School days spring fresh every fall
By Aaron J. Brown

You have to love the unbending reality of seasons. A mere human can’t change the weather and holds only minimal ability to survive any given time of year without help from clothes and technology. Hot is hot. Cold is cold. The exponential power of wind may prevent walking even the shortest distance when the wind chooses. Seasons remind us that it’s not all about us. It’s about the world in which we live.

This is why I’ve enjoyed working in education these past several years. The American school year may be a vestigial reminder of our agrarian roots, but it serves to provide every citizen with an internal clock that ticks away the seasons for the rest of our lives. Those in education are always reminded of this clock. The clock tolled again for me this past week with the start of fall classes at our community college. Not everyone gets a beginning and an end to a work year, or at least benchmarks more interesting than the filing of fiscal reports and sales figures. For some, like the postal worker Newman from “Seinfeld,” “the mail just keeps coming.” Students and educators enjoy a starting gun and finish line, and it’s a special privilege.
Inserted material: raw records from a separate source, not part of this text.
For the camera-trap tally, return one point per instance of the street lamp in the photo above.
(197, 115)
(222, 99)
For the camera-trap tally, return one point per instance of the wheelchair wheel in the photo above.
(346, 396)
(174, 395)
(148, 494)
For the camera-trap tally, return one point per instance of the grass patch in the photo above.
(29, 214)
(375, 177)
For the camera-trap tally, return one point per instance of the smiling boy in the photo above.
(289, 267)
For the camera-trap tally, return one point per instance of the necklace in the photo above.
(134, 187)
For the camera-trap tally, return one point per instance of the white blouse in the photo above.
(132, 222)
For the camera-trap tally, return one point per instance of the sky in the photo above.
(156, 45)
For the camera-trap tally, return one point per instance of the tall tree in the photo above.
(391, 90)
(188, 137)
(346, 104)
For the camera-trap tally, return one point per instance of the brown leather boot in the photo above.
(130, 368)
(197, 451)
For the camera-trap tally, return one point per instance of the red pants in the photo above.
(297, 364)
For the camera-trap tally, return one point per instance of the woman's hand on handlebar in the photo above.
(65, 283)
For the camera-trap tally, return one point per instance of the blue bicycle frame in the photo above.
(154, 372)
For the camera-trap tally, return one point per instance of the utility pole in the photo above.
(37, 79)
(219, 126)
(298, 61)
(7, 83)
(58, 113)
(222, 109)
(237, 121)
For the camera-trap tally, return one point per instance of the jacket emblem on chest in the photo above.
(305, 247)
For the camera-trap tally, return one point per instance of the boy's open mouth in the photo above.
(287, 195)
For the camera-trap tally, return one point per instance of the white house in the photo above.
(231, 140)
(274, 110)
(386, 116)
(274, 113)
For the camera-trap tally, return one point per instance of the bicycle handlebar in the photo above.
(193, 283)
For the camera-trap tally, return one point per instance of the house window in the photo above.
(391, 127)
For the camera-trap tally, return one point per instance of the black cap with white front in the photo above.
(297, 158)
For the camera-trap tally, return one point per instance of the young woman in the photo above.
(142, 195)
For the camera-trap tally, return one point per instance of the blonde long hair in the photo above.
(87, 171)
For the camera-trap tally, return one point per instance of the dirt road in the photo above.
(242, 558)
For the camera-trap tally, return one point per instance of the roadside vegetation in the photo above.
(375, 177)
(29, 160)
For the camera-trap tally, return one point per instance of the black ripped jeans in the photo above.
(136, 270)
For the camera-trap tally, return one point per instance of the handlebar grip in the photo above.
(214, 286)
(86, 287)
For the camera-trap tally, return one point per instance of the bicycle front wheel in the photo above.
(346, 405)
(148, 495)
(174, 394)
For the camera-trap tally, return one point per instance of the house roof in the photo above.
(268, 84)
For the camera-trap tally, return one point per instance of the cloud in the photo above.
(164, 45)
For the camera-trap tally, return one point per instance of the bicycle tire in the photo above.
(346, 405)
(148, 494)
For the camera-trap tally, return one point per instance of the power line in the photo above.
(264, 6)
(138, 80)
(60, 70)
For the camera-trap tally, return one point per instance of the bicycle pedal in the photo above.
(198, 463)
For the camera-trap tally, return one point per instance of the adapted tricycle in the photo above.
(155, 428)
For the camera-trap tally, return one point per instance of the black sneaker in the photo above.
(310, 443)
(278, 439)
But this year the bell tolls for another member of our household as our oldest son Henry prepares for kindergarten next week. Prepare might be a strong word because other than occasional work with letter worksheets and whatever he gleans from TV Henry is by and large conducting his normal routine. He knows he’s going to kindergarten but thus far the discussion has mostly focused on whether he’ll eat hot lunch or bring “regular lunch” in a box.

And it occurs to me that Henry is now old enough where my pontificating about the significance of his childhood isn’t doing him any favors. So enough with that. In truth any parent who reads into this sort of thing is really playing out their own memories and insecurities about school. Added to that is the realization of mortality, that young parents become regular parents when their kids go to school, and we’re all going to die, just like all the old parents in the local obituaries. But there’s the seasons again. It’s good to know what you can and can’t control.
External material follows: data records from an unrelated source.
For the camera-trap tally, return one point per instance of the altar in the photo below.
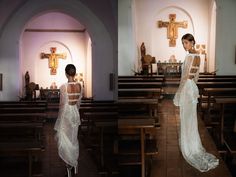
(169, 68)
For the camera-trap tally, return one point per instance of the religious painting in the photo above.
(0, 81)
(53, 59)
(172, 28)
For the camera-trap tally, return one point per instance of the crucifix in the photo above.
(172, 28)
(53, 59)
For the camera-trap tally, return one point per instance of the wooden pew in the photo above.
(142, 76)
(99, 119)
(21, 131)
(133, 153)
(209, 94)
(223, 102)
(140, 85)
(140, 93)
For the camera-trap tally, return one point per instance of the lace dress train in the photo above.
(66, 127)
(189, 139)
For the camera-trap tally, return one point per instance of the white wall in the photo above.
(225, 37)
(34, 43)
(103, 44)
(147, 13)
(126, 37)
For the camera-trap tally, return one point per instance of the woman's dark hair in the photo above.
(189, 37)
(70, 70)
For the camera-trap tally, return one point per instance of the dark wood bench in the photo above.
(21, 132)
(133, 151)
(140, 93)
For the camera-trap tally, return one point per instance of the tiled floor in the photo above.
(168, 162)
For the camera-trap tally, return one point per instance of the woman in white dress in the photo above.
(186, 98)
(68, 120)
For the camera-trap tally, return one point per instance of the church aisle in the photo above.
(169, 162)
(53, 166)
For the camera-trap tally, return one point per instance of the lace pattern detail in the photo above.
(66, 128)
(189, 140)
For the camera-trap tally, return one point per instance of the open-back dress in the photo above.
(67, 125)
(186, 98)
I used to think I could control my emotions at times like this. That was until OfficeMax began lobbing bombs at my tear ducts with a TV commercial tailor-made to force new kindergarten parents cry, smile, laugh and then buy reams of paper and enough colored pencils to fill a whisky barrel. Some touching song plays while a bunch of kids get on the bus, again and again, different kids each like snowflakes and, well, here we are again.
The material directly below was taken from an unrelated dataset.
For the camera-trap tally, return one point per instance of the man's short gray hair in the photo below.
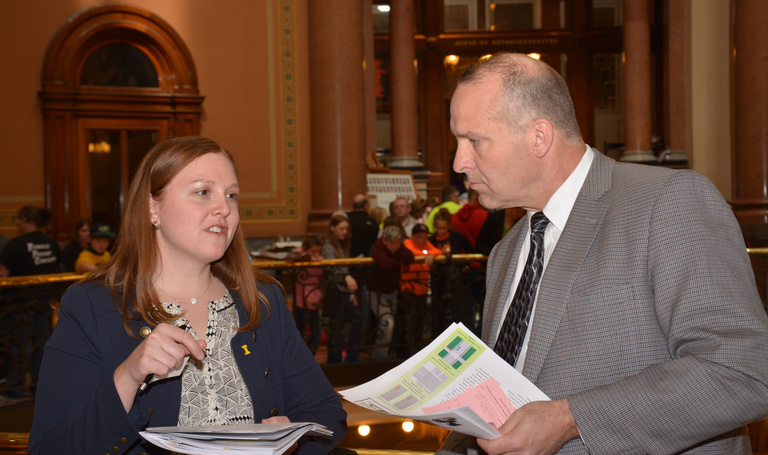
(531, 90)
The first time I got on a bus to go to school I was wearing a homemade pair of pants, shirt and jacket, with a homemade backpack and a Muppets lunchbox. In my memory I got on the bus the first day of school but my mother has since reminded me that the bus driver forgot us the first day, turning around just past our driveway and missing us again. Mom drove me to school in the station wagon with my younger sisters in the back, still in pajamas. It was actually the SECOND day of school that I remember climbing the steps of the bus looking for a friend and some comfort in a large, changing world. That bus rode straight and true to school, where the smell of fresh floor wax blended with the peanut butter and jelly sandwich lofting out of that lunchbox at midday. To this day the new floor wax at work conjures the phantom odor of peanut butter, and adrenaline, and the excitement of another chance for a new beginning. I hope this one is the best one yet.